On the other hand, hyperpigmentation can be long and unpredictable. This complication usually develops delayedly, in a few months. Fortunately, it happens only in 10-30% of patients.
Scarring, which is the most frightening problem, begins with permanent hyperemia, which gradually becomes compacted and nodular. Topical treatment by administering injectable steroids, applying a steroid-soaked bandage or applying ointment steroids is highly effective. Certain areas of the face, such as the zygomatic eminence, upper lip and lower jaw, are prone to hypertrophic scarring.
The occurrence of a viral infection is manifested by intense pain. It can develop, despite the prevention of low doses of antiviral drugs. Infection is usually observed 7-10 days after the procedure, during the completion of re-epithelialization. Exacerbation of herpes requires intensive treatment with doses applied to herpes zoster. Bacterial infection can also cause pain and significantly increase the risk of scarring. Moreover, if the dressing is not changed for more than 24 hours, or if an insufficient wound toilet is performed while changing the dressing, a secondary fungal infection may develop. After laser resurfacing, contact dermatitis on ointments such as Neosporin, Polysporin and even petrolatum develops much more often. Contact dermatitis requires the discontinuation of the use of the drug that causes it and the topical use of steroids of moderate strength, as well as systemic administration of steroids. Careful attention to the patient's skin type, treatment areas, and laser exposure parameters can significantly improve the surgical outcome while minimizing potential side effects. Moreover, with careful and careful observation in the postoperative period, one can anticipate and reverse almost all undesirable outcomes and complications. The most important action in the postoperative period is the constant encouragement and encouragement of patients.
Postoperative care
As recognized by dermabrasion specialists, semi-hermetic dressings, such as Vigilon or Flexan, have significantly reduced the re-epithelialization time to 5-7 days by maintaining the humidity required for epithelial cell migration. When using these dressings, faster healing is noted, less pain, less scarring and a decrease in erythema than in open or dried wounds. Most surgeons change these dressings daily for 3-5 days. It is also possible to wound openly using fat-soluble ointments.

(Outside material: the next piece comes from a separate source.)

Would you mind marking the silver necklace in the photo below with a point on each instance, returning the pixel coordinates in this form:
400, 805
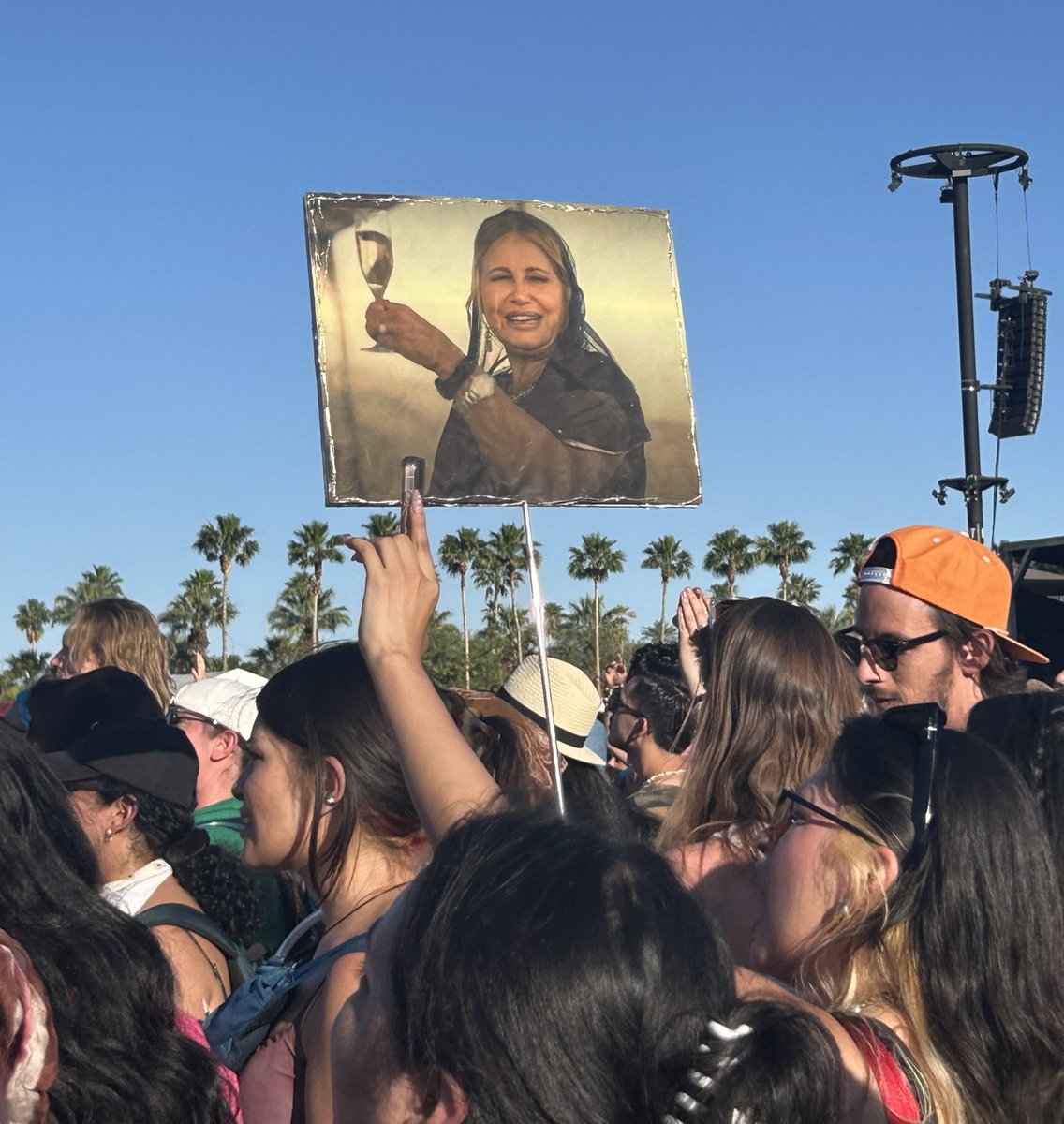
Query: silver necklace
668, 773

After completion of reepithelization, insolation should be avoided until postoperative erythema is completely gone (usually 2-3 months). Unflavored moisturizers increase skin moisture, avoiding contact sensitization. Local steroids of class I and II can also be used to reduce postoperative erythema. They need to be applied briefly. To hide unwanted redness after completion of reepithelization, you can use a hypoallergenic, acne-free makeup. Usually, the bright red color of postoperative erythema is neutralized by a green or yellow base.